Technical Abstract: The growth hormone (GH)-insulin-like growth factor-1 (IGF-1) system regulates skeletal muscle growth and function. GH has a major function of targeting the liver to regulate IGF-1 production and release, and IGF-1 mediates the primary anabolic action of GH on growth. However, skeletal muscle is a target tissue of GH as evidenced by dynamic GH receptor expression, but it is unclear if GH elicits any direct actions on extrahepatic tissues as it is difficult to distinguish the effects of IGF-1 from GH. Fish growth regulation is complex compared to mammals, as genome duplication events have resulted in multiple isoforms of GHs, GHRs, IGFs, and IGFRs expressed in most fish tissues. This study investigated the potential for GH direct actions on fish skeletal muscle using an in vitro system, where rainbow trout myogenic precursor cells (MPCs) were cultured in normal and serum-deprived media, to mimic in vivo fasting conditions.
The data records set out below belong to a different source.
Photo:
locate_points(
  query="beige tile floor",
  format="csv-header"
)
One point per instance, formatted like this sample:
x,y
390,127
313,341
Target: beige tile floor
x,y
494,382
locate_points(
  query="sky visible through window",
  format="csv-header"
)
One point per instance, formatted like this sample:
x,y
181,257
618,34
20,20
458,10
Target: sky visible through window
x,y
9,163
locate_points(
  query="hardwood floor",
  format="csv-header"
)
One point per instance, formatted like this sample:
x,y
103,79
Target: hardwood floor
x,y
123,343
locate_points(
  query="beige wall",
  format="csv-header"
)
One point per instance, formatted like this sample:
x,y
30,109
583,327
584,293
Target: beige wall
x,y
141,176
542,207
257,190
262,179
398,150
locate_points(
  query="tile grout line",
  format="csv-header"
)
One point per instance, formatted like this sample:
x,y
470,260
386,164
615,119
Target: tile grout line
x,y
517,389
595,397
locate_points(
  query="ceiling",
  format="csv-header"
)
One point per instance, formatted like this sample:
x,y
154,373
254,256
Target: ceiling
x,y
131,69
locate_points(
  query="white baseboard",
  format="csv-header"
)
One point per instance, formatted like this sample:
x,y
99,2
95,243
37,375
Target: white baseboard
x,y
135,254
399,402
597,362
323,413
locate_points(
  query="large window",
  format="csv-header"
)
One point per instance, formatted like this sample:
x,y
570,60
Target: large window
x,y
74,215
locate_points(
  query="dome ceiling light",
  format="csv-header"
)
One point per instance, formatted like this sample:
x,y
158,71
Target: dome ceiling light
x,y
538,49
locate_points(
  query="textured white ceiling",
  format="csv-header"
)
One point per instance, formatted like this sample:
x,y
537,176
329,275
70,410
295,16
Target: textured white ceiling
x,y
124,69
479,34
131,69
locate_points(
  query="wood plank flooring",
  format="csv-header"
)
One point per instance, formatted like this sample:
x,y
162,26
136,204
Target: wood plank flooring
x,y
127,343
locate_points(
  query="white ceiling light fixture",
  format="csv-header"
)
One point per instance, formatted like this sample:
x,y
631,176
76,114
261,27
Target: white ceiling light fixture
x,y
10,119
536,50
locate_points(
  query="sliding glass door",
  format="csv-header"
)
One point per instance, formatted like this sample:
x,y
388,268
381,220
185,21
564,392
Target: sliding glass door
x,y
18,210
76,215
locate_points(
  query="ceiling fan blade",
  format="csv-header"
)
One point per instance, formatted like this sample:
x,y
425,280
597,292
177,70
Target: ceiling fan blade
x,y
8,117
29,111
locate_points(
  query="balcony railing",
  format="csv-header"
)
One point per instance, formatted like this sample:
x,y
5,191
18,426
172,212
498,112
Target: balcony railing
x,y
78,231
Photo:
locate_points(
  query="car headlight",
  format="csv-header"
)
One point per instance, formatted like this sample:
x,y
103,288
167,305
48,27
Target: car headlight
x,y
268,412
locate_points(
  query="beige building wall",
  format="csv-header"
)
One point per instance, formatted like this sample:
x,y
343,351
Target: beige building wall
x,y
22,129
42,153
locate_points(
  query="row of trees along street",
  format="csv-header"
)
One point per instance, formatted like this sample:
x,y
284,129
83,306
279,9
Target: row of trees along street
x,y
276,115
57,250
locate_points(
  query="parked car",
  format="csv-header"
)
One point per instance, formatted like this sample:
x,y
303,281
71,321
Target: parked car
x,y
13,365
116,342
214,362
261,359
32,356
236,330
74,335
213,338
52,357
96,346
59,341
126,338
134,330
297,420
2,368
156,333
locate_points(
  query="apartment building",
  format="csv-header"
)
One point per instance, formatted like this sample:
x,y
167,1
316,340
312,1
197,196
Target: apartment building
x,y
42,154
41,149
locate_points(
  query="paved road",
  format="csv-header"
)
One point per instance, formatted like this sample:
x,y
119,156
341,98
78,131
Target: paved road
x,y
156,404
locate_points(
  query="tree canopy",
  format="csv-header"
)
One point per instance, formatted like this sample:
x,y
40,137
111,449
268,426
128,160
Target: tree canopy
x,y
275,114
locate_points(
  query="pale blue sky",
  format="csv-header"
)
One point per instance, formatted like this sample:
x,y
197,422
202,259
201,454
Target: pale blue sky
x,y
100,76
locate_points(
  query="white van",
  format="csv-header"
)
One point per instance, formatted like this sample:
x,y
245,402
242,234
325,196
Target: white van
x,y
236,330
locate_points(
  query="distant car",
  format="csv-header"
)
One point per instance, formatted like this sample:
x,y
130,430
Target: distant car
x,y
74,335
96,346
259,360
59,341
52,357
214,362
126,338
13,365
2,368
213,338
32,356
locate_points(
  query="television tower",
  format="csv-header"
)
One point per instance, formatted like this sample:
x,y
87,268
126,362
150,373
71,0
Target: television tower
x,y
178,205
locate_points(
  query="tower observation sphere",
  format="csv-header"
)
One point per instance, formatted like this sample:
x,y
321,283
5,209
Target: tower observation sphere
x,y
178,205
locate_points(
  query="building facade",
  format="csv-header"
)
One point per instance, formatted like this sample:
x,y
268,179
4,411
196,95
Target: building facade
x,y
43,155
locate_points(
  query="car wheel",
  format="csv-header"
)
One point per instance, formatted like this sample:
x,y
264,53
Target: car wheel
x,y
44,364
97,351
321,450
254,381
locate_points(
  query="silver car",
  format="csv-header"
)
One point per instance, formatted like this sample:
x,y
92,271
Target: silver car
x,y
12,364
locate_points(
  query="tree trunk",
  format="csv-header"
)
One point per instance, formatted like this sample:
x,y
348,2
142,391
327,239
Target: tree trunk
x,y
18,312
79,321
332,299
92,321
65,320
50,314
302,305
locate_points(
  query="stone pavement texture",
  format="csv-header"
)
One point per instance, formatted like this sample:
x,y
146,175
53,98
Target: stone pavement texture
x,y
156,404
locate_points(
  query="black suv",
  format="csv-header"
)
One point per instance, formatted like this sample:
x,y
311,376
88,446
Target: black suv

Fasting reduces IGF-1signaling in the muscle, which is critical for disentangling the roles of GH from IGF-1. The direct effects of GH were analyzed by measuring changes in myogenic proliferation and differentiation genes, as well as genes regulating muscle growth and proteolysis. This study provides the first in-depth analysis of the direct actions of GH on serum-deprived fish muscle cells in vitro. Data suggest that GH induces the expression of markers for proliferation, early differentiation, and proteolysis in the presence of serum, but all observed GH action was blocked in serum-deprived conditions. Additionally, serum deprivation alone reduced the expression of several proliferation, differentiation, and proteolysis markers. Results also demonstrate dynamic gene expression response in the presence of GH and a JAK inhibitor in fed but not fasted conditions. These data provide a better understanding of GH signaling in relation to serum in trout muscle cells in vitro.